[BUG] Deepspeed-Inference: support AutoTP for Llama-4 models
Describe the bug I was trying to run Deepspeed-Inference on Llama-4-Scout-Instruct for text generation purpose. The process failed when it started to load model.
I am running on a single node with 8 GPUs with 80GB of GPU memory on each: 8*80GB total. I used float16.
Here is the error message:
AutoTP: [(<class 'transformers.models.llama4.modeling_llama4.Llama4TextDecoderLayer'>, ['shared_expert.down_proj', 'self_attn.o_proj'])]
Loading 0 checkpoint shards: 0it [00:00, ?it/s][rank0]: Traceback (most recent call last):
[rank0]: ds_engine = deepspeed.init_inference(model, config=ds_inference_config)

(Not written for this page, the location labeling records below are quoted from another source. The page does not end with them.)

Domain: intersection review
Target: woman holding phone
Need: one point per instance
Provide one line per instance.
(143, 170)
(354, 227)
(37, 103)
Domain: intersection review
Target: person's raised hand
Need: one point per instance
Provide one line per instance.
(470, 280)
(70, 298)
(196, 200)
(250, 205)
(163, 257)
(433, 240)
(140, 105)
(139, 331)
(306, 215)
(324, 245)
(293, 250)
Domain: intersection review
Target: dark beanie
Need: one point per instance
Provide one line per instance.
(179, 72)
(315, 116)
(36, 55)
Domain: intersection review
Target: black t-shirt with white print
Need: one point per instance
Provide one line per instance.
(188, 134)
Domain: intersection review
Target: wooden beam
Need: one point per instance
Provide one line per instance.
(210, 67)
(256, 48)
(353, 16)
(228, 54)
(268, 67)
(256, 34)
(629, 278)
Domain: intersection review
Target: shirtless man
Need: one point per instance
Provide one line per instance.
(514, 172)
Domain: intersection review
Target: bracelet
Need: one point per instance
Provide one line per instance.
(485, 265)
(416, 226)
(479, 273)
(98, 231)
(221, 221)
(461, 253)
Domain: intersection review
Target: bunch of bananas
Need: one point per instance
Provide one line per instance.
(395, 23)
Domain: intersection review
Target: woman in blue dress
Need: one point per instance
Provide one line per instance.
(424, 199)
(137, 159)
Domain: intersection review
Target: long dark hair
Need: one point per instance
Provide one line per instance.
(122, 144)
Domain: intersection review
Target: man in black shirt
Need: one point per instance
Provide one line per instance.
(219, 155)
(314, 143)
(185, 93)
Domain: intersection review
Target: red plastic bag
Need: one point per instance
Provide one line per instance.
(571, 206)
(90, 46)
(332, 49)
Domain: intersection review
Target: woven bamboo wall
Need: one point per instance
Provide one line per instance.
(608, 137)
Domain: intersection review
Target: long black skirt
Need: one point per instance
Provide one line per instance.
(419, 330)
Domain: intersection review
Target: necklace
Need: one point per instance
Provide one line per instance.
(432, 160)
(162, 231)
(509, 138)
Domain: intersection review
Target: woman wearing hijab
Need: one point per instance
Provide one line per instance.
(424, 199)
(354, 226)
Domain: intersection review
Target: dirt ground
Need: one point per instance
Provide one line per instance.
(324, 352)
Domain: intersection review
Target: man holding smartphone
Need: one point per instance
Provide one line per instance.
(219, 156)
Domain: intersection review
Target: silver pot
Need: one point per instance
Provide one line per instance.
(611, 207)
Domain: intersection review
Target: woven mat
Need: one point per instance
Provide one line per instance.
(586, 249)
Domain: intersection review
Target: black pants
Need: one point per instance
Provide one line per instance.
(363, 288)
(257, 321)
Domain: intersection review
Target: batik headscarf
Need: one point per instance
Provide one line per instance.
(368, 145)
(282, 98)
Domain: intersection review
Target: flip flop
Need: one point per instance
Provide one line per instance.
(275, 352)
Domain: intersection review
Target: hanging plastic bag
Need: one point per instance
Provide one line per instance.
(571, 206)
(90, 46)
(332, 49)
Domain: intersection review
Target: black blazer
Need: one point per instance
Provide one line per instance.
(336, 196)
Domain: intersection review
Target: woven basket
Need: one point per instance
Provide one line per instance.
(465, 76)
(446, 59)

[rank0]: ^^^^^^^^^^^^^^^^^^^^^^^^^^^^^^^^^^^^^^^^^^^^^^^^^^^^^^^^^^^
[rank0]: File "/usr/local/lib/python3.12/site-packages/deepspeed/__init__.py", line 364, in init_inference
[rank0]: engine = InferenceEngine(model, config=ds_inference_config)
[rank0]: ^^^^^^^^^^^^^^^^^^^^^^^^^^^^^^^^^^^^^^^^^^^^^^^^^^
[rank0]: File "/usr/local/lib/python3.12/site-packages/deepspeed/inference/engine.py", line 164, in __init__
[rank0]: self._apply_injection_policy(config, client_module)
[rank0]: File "/usr/local/lib/python3.12/site-packages/deepspeed/inference/engine.py", line 388, in _apply_injection_policy
[rank0]: replace_transformer_layer(client_module, self.module, checkpoint, config, self.config)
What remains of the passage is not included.